Nonsense. Supercruise is every speed above Mach 1 kept in military.
Every fighter design differs and by that none could claim, when the transonic range is left for each one. ๐
So you’re saying that’s not how LM/USAF define it?
Good grief!
What’s so difficult here. ‘RCS of a metal marble’. Since when has that meant a flat plate with the diameter of a marble? What shape are marbles?
Take the words. Assume they mean what they mean. Do not elaborate, do not interpret. A marble = a round object, of variable diameter but mostly around 15mm, or a bit less.
Same with a golf ball. A sphere, of a given size. Not some other object, of a different shape.
You are the one trying to infer things that have not been said, the one claiming that words mean other than what they say.
I note that in November 2005 (when these reports emerged), Sferrin wrote, on this forum, that what was meant was a metal sphere of the stated size. That was the consensus, because nobody could see any other way to interpret what had been reported. Every reference I’ve seen since then has agreed. This is the first time I’ve seen it claimed that anything else was meant.
When they used the marble/golf ball analogy, they weren’t trying to give an absolute scientific figure. They were giving a ballpark figure that could be understood by non-engineers, in an unclassified format. It wasn’t so that everyone could start doing calculations on the surface area of those 2 objects to arrive at the classified figures. It’s similar to when pilots tell non-pilots how fast an aircraft is in MPH/KPH terms, rather than Mach, indicated airspeed, etc…
er, on page 12 it shows better turn rates than the f-16 and f-18, but clearly poorer acceleration…
and that makes me wonder, the F-35 has been cleared for sustained turn capability of 4.95G at Mach 0.8 and 15000ft… that doesn’t seem much. Instant turn, same, if it’s limited to 9G’s, how can it outperform another 9G capable fighter in instantaneous turn (unless it pulls 9G’s at much lower speed)?
You’re reading the chart wrong for the acceleration, as the shorter the bar, the quicker the acceleration.
I had to correct it, try it again now.
The claim isn’t that the RCS of aircraft X is = to the surface area of a metal sphere of diameter Y. Nor is that the RCS = one side of a disc with diameter Y.
A metal sphere, illuminated by a radar from one direction, does not have the same RCS as a metal disc of the same diameter.

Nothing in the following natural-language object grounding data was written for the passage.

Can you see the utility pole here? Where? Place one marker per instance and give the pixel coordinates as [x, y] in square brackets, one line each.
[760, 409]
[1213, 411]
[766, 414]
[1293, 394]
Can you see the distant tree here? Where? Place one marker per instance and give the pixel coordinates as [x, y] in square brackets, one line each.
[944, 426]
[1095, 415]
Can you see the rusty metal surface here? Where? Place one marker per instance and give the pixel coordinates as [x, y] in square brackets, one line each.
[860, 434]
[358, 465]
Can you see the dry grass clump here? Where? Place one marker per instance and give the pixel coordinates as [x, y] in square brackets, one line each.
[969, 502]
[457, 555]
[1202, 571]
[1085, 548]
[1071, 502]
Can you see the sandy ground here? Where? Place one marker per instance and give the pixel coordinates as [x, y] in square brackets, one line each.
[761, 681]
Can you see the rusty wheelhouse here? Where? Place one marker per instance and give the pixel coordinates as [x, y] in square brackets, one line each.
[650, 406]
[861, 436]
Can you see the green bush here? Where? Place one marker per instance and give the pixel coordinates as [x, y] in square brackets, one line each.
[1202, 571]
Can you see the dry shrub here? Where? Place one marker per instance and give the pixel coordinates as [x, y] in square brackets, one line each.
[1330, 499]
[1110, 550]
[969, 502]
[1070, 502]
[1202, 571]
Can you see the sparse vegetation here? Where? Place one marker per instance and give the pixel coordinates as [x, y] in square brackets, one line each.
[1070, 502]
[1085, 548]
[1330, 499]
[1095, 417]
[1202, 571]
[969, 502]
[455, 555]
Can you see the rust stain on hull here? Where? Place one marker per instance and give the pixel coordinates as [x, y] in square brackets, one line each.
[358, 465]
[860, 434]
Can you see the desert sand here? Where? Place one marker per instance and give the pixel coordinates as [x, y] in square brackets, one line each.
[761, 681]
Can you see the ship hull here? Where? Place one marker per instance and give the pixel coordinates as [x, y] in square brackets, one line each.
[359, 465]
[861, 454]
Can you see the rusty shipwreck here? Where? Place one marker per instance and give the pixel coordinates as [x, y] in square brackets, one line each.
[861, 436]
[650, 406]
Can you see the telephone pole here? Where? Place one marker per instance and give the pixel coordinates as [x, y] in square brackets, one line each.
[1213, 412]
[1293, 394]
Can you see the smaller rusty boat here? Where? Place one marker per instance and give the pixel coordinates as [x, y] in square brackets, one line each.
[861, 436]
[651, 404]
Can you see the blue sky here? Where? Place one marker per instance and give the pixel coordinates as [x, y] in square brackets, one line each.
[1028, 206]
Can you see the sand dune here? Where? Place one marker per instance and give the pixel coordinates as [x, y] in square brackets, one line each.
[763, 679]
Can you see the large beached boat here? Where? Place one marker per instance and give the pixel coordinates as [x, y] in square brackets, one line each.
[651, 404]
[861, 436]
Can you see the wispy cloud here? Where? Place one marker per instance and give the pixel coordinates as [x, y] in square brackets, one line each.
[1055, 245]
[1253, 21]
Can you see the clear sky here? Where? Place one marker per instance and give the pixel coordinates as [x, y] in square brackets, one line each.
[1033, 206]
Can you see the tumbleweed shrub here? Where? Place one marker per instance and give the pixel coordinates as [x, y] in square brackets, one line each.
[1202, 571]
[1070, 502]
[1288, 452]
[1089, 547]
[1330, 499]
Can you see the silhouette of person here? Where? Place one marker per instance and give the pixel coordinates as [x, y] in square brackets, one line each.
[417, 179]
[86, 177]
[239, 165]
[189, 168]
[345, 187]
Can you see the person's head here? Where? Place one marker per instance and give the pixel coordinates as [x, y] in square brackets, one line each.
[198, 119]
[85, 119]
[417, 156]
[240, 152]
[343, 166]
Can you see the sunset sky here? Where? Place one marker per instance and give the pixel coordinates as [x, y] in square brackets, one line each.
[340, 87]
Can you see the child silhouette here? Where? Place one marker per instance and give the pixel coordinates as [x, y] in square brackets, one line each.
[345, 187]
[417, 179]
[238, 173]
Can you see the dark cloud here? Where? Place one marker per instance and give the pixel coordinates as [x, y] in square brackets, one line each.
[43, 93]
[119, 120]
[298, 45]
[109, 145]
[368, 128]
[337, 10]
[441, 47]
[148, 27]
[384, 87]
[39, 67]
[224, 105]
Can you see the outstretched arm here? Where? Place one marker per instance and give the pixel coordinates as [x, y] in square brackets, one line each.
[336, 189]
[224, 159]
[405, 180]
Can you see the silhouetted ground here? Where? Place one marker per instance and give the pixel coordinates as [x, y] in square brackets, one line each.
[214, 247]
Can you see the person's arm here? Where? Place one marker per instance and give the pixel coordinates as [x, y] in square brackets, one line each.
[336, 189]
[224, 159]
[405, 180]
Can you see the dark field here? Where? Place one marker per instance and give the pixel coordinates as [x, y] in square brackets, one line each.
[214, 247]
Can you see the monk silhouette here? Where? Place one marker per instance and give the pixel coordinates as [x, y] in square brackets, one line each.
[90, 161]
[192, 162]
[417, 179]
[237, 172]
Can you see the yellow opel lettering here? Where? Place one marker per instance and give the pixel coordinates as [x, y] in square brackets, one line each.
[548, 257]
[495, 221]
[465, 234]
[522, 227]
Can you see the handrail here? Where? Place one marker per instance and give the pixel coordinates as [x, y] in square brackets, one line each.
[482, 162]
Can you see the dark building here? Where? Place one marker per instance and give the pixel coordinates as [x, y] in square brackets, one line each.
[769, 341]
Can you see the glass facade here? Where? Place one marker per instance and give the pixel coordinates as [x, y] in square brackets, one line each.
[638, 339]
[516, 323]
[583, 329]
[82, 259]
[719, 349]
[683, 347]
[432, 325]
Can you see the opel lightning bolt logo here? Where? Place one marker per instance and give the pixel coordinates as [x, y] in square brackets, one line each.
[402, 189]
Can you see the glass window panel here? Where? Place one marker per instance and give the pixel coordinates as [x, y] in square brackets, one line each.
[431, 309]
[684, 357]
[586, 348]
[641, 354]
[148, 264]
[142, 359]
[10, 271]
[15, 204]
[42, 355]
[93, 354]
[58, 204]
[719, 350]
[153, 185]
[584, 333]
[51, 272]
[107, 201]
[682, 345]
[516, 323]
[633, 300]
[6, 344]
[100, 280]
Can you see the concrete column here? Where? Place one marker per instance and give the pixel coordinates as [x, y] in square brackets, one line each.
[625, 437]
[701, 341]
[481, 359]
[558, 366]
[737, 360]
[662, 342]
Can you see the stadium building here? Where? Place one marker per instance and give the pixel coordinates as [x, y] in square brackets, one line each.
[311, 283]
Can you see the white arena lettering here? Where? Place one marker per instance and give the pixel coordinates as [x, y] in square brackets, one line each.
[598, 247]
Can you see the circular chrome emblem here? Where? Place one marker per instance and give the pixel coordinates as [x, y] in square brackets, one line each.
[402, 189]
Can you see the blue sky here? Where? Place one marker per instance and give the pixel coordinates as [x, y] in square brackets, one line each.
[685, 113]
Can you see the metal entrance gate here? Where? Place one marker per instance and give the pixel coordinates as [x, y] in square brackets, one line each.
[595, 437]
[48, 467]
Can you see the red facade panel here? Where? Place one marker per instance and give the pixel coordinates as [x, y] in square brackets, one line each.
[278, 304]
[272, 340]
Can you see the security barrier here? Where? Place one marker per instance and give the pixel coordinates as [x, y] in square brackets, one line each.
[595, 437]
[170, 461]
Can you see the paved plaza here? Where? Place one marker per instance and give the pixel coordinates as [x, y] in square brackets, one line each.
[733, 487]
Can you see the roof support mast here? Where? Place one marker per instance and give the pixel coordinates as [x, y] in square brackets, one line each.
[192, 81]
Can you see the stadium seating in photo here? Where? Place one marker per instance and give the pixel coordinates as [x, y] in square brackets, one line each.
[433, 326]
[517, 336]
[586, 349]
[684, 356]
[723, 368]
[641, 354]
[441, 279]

Nor does the sphere have the RCS of a plate with the same surface area (on one side) as the sphere. It has the RCS of a sphere.

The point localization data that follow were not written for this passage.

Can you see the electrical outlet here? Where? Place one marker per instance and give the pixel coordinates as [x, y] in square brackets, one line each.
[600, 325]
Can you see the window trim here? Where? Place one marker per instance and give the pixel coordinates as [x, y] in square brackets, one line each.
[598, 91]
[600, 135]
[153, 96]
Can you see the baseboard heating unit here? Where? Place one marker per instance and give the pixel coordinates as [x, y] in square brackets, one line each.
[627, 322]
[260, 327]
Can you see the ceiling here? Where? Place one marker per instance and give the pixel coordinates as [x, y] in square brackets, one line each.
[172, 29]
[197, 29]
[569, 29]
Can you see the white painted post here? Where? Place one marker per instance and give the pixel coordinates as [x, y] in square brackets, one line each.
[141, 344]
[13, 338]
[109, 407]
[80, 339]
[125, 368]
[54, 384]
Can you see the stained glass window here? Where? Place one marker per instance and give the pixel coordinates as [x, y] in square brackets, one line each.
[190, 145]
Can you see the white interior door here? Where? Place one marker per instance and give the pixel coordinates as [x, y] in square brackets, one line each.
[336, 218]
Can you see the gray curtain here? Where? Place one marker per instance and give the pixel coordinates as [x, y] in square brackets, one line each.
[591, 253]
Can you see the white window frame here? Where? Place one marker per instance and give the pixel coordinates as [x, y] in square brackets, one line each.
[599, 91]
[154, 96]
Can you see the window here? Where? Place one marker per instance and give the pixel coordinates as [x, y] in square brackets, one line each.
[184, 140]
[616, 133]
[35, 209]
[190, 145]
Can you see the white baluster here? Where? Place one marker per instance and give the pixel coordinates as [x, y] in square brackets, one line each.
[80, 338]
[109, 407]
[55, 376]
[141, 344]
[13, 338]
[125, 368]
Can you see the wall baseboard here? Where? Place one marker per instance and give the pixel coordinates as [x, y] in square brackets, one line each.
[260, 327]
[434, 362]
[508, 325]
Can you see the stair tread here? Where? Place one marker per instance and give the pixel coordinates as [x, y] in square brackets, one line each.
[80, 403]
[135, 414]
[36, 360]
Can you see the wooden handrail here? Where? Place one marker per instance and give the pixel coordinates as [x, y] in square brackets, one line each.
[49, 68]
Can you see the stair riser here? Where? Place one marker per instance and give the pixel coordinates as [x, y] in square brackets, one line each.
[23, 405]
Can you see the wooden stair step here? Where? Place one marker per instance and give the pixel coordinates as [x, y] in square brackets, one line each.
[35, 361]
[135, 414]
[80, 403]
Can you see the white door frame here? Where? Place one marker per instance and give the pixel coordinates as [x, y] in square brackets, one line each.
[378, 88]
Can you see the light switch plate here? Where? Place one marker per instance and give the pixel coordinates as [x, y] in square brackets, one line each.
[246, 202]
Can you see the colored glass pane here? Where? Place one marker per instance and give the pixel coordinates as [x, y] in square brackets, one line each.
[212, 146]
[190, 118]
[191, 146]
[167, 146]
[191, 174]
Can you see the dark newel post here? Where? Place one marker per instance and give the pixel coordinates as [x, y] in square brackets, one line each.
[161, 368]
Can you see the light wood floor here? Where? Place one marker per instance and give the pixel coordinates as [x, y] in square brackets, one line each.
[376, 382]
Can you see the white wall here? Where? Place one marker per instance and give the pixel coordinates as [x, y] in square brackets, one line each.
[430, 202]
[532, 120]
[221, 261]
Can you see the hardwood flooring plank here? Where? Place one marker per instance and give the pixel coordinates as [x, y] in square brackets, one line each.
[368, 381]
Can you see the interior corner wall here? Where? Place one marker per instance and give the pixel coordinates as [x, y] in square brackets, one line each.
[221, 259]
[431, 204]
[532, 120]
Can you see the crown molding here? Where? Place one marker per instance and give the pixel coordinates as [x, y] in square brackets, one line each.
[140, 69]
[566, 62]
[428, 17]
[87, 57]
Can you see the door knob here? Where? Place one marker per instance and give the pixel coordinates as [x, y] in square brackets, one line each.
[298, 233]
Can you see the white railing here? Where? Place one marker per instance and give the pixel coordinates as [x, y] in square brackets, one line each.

Why say it is something else? Why not believe that the words mean what they say? i.e. that a metal marble would have a similar RCS to the F-22.
Precisely for the reason that you’re trying to infer meanings that weren’t explicitly given. Obviously those were very rough comparisons, and meant for an unclassified setting. Trying to infer more into the meaning to portray a different picture is what many of us are objecting to.
You know how a AMRAAM and a old HAWK works?
The Sparrow and HAWK Radar is a bistatic arrangement and a AMRAAM can steered by RC in your BIG TARGET or use a bistatic mode. Or a IR-Mica, TV or similar.Detected only once, the F-35 is dead.
Then is the time over for MTI newly Radars use MTD another headache for stealth.
The Sparrow and HAWK don’t use bistatic radar. There’s a big difference between semi-active homing methods, and bistatic radar.